アフガニスタンの風 の商品レビュー
ソ連によるアフガニスタン侵攻(1978-89)を、著者ドリス自身が実際に現地に行って見聞きした経験をもとに、彼女の言葉で語られる。 ソ連によって大量に殺されたアフガン人、ソ連に拷問され、抵抗運動の関係者を吐くよう肉体的苦痛を課せられた人たち。ドリスの語りを通じてアフガン人の勇敢...

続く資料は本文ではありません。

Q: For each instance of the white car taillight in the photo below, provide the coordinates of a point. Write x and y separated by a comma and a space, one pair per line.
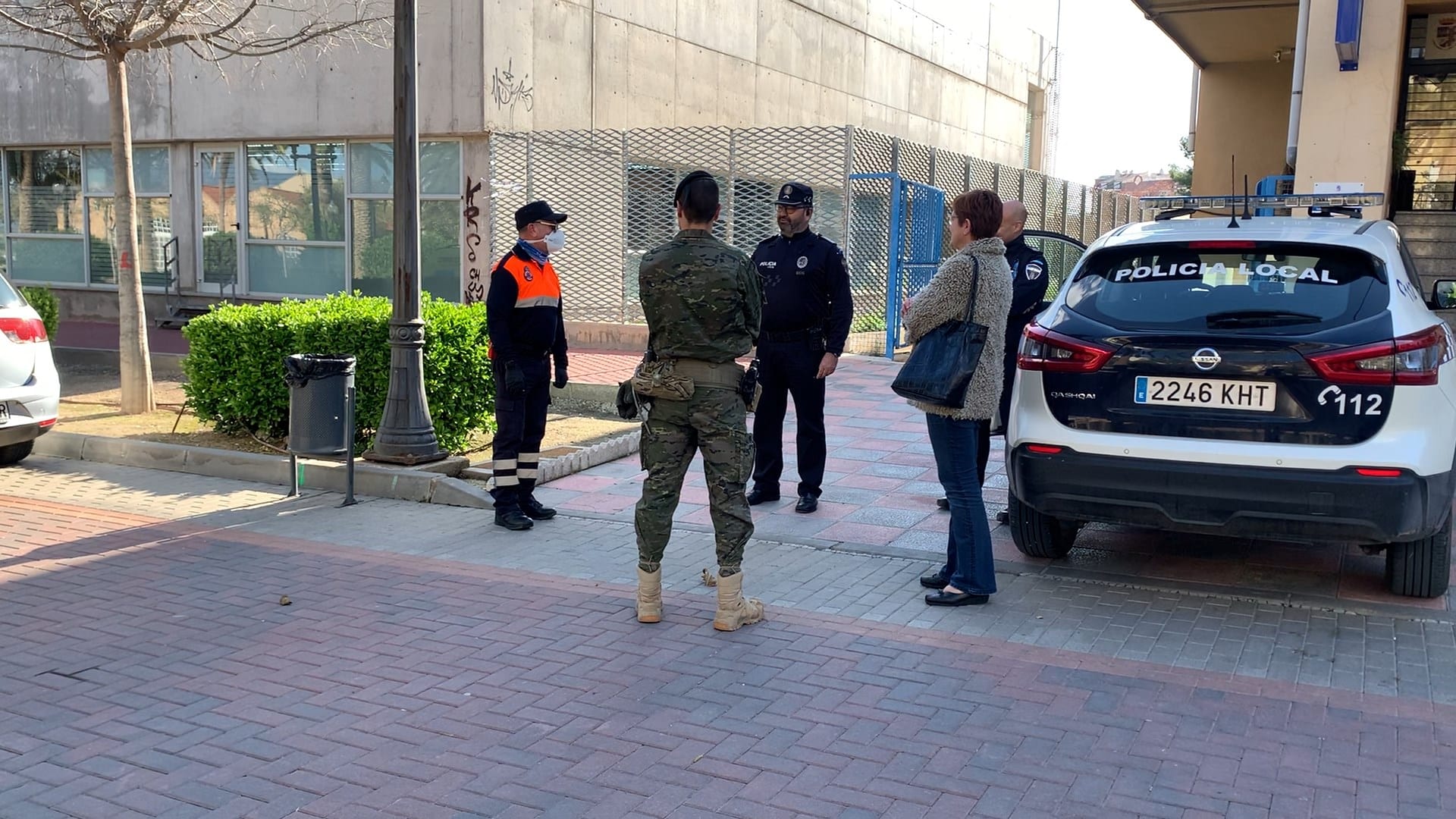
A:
22, 331
1411, 360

ソ連によるアフガニスタン侵攻(1978-89)を、著者ドリス自身が実際に現地に行って見聞きした経験をもとに、彼女の言葉で語られる。 ソ連によって大量に殺されたアフガン人、ソ連に拷問され、抵抗運動の関係者を吐くよう肉体的苦痛を課せられた人たち。ドリスの語りを通じてアフガン人の勇敢さ、美しさが伝わってくる。 一方で、今ここでも私が「大量に殺された」と表現したのと同様に、我々は戦争の想像を絶する死者数のせいで感覚がおかしくなってしまっている。 つまり、ある新聞では「およそ数十万人の死者数と推定され〜」と表現し、あるテレビ番組では「専門家によると200万人の死者数と推定され〜」と非常に規模の大きい誤差が生じているにも関わらず我々は疑問に思わない。本当なら、人が亡くなっているのに、1人か2人か間違えるべきではないし、100万人の死者と200万人の死者では雲泥の差であるはずなのに、堂々とこれらの数を単に「大量」と一単語で簡単に表現してしまっている。 ドリスが2007年、ノーベル文学賞を受賞できたのは、女性目線による力強さだけでなく、西アジアや南方アフリカにバックグラウンドを持つ彼女の広い視野によるものなのだろうと感じた。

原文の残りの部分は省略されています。